C’est l’invention du roman en France. C’est un chef d’œuvre. Qui a servi d’emblème à la haine de la pensée. Quand on réentend le roman, on comprend ce qui aurait été jeté de nous à la poubelle, s’il fallait que ces œuvres disparaissent. Beauté, courage, sublime rigueur. L’intrigue relate les tourments de la princesse de Clèves entre un mari (qu’elle n’aime pas) et un amour (impossible), le duc de Nemours. Mais si le trio amoureux est célèbre,  et l’on sait qu’il a été plusieurs fois porté au cinéma, c’est l’entièreté du roman qui est géniale. Alors, Magali Montoya  a refusé « d’adapter » La princesse de Clèves,  elle a voulu la jouer dans son intégralité.
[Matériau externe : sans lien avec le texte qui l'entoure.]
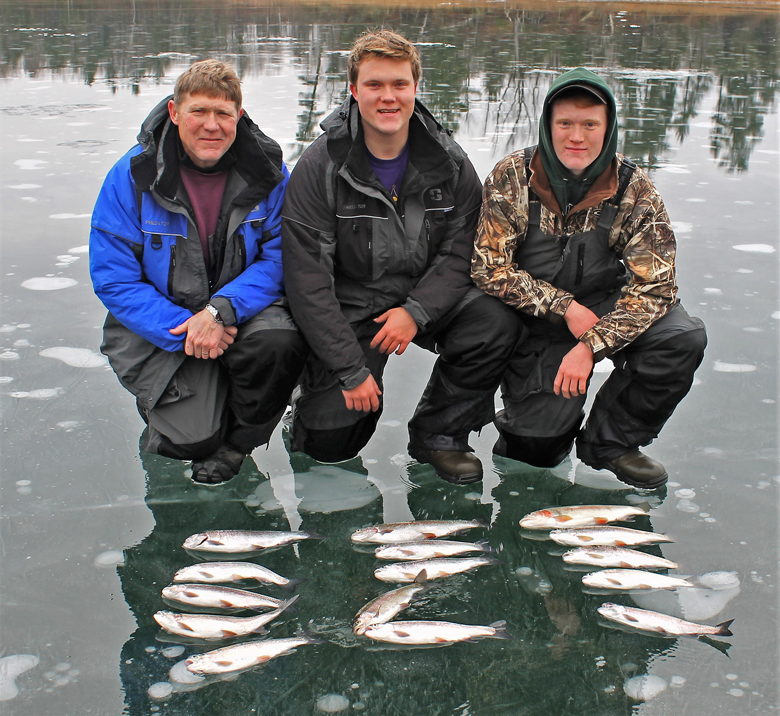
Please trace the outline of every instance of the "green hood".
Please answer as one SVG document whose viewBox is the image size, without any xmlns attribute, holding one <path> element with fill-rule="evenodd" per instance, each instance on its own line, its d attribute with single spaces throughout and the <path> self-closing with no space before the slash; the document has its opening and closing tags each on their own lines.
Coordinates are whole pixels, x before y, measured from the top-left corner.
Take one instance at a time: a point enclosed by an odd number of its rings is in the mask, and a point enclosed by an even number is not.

Parce que c’est un foisonnement d’histoires, où ce qui apparaît c’est l’inextricable corruption d’un monde de cour, où la passion ne peut trouver d’espace qui ne soit pas politique, souillé, soumis au soupçon. C’est la génialité de Mme de Lafayette, d’avoir prononcé que l’amour demande une société, une politique, qui le permettent.Dans le spectacle-fleuve où est donnée la totalité du roman, ce sont cinq actrices qui assument l’ensemble des personnages, féminins et masculins. Et ce décalage dans le genre, ce décalage dans le temps, cet éloignement cher aux Classiques, interrompant les rapprochements convenus, ravivent l’empathie et la pensée. L’amour dans ce monde? Question toujours actuelle, qui se dépose et se déplie délicatement, de la naissance des sentiments à leur pleine conscience et épreuve.